Speaking after traveling to Kiev and Moscow with German Chancellor Angela Merkel, Hollande warned more lives would be lost if the diplomatic effort did not succeed.
"I think this is one of the last chances, that's why we took this initiative," Hollande told reporters, according to France 24.
"If we don't manage to find not just a compromise but a lasting peace agreement, we know perfectly well what the scenario will be. It has a name. It's called war," he said.
The precise details of the Franco-German initiative are as yet unclear, but Hollande said Saturday it would involve a 31- to 44-mile demilitarized zone around the current front line, which has shifted significantly since the last ceasefire deal was signed in Minsk, Belarus, in September.

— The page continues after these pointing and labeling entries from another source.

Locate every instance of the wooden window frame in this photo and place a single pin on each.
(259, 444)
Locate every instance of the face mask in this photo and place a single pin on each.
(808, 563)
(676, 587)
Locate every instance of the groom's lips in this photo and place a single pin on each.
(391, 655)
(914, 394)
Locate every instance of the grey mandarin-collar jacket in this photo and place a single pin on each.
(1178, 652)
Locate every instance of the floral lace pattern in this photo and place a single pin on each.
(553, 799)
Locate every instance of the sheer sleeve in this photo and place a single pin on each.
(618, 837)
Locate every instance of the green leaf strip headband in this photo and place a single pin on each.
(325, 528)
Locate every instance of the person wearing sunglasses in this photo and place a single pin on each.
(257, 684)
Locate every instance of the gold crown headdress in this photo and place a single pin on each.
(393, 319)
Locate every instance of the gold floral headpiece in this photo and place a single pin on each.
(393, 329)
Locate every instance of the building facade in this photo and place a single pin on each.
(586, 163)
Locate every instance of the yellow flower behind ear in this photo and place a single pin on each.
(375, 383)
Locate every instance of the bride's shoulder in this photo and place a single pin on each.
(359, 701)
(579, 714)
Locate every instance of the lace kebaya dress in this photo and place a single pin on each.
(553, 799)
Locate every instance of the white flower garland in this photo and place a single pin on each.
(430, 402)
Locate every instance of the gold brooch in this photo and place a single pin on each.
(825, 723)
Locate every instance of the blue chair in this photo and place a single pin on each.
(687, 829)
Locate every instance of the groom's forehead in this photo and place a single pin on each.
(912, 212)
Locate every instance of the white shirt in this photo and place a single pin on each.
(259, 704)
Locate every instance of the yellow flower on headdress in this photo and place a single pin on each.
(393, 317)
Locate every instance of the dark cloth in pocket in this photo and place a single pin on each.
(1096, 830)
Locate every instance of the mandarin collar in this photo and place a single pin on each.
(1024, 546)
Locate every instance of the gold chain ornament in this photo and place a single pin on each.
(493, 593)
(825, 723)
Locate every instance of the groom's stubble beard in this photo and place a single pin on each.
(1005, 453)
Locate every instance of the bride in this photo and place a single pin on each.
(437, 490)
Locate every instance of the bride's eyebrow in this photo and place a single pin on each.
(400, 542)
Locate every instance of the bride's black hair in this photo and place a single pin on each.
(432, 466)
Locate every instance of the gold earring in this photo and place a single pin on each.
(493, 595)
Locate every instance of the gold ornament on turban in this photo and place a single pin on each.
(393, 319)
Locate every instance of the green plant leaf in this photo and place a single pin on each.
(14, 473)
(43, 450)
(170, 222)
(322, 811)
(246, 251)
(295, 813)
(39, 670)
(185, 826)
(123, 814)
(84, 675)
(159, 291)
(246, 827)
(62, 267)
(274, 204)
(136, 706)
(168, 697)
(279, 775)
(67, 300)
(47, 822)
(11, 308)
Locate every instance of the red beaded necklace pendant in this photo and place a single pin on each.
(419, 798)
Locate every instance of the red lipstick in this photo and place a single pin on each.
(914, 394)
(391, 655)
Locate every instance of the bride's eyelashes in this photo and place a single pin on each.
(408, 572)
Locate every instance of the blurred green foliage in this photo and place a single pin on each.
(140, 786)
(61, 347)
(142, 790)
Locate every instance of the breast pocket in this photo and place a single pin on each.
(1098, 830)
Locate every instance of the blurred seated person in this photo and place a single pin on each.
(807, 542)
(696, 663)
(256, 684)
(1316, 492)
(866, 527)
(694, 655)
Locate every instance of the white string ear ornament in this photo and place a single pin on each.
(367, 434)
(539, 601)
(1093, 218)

Speaking at the Munich Security Conference on Saturday, Merkel said the plan was worth trying even though "it is uncertain if it will succeed."
Addressing the conference, Vice President Joe Biden said the negotiation efforts were "very much worth the attempt," but said Russia, which the West accuses of arming the separatists, must be "judged by its deeds, not words."
"Too many times President Putin has promised peace and delivered tanks, and troops, and weapons," Biden said.
Russian Foreign Minister Sergey Lavrov, also at the conference, said there were "good grounds for optimism" on the Franco-German plan.
However, Chancellor Merkel was also critical of proposals being discussed in the U.S. to send arms to the Ukrainian government to help them combat the pro-Russian separatists who have taken over swaths of the country's East. Both Republican and Democrat Senators have urged President Obama to "move quickly" to increase military assistance to Kiev.
"I understand the debate but I believe that more weapons will not lead to the progress Ukraine needs. I really doubt that," Merkel said. "There is already a large number of weapons in the region and I don't see that this has made a military solution more likely."
"The problem is that I can't envision any situation in which a better-equipped Ukraine military would convince President Putin that he could lose militarily."
Foreign Minister Lavrov warned against the proposal. "There are growing appeals in the West to support the Kiev policy of militarization, to pump Ukraine full with lethal weapons and to bring it into NATO," Lavrov said, according to Reuters. "This position will only exacerbate the tragedy of Ukraine."
But top NATO military commander U.S. Air Force Gen. Philip Breedlove told reporters in Munich that the "military option" should not be "[precluded] out of hand."
Republican Sen. Lindsey Graham, who was part of a U.S. congressional delegation at the Munich conference, accused Merkel of turning her back on Ukraine's struggling democracy by rejecting the request for arms, Reuters reported.
Graham said Europe's diplomacy efforts are failing. "At the end of the day, to our European friends, this is not working. You can go to Moscow until you turn blue in the face. Stand up to what is clearly a lie and a danger," he said.
Biden insisted the U.S. does not believe there is a military solution to the conflict, but promised to "continue to provide Ukraine security assistance."
"Not to encourage war but to allow Ukraine to defend themselves," he said.
Biden, along with Secretary of State John Kerry, met with Merkel and Ukrainian President Petro Poroshenko on the sidelines of the conference to discuss the crisis.
The meeting came as Kiev accused the rebels of intensifying their campaign of shelling and accumulating forces outside the contested towns of Debaltseve and Mariupol, according to Reuters.
Five of Kiev's servicemen were killed in the past 24 hours, military spokesman Volodymyr Polyovy told reporters, while 26 others were wounded.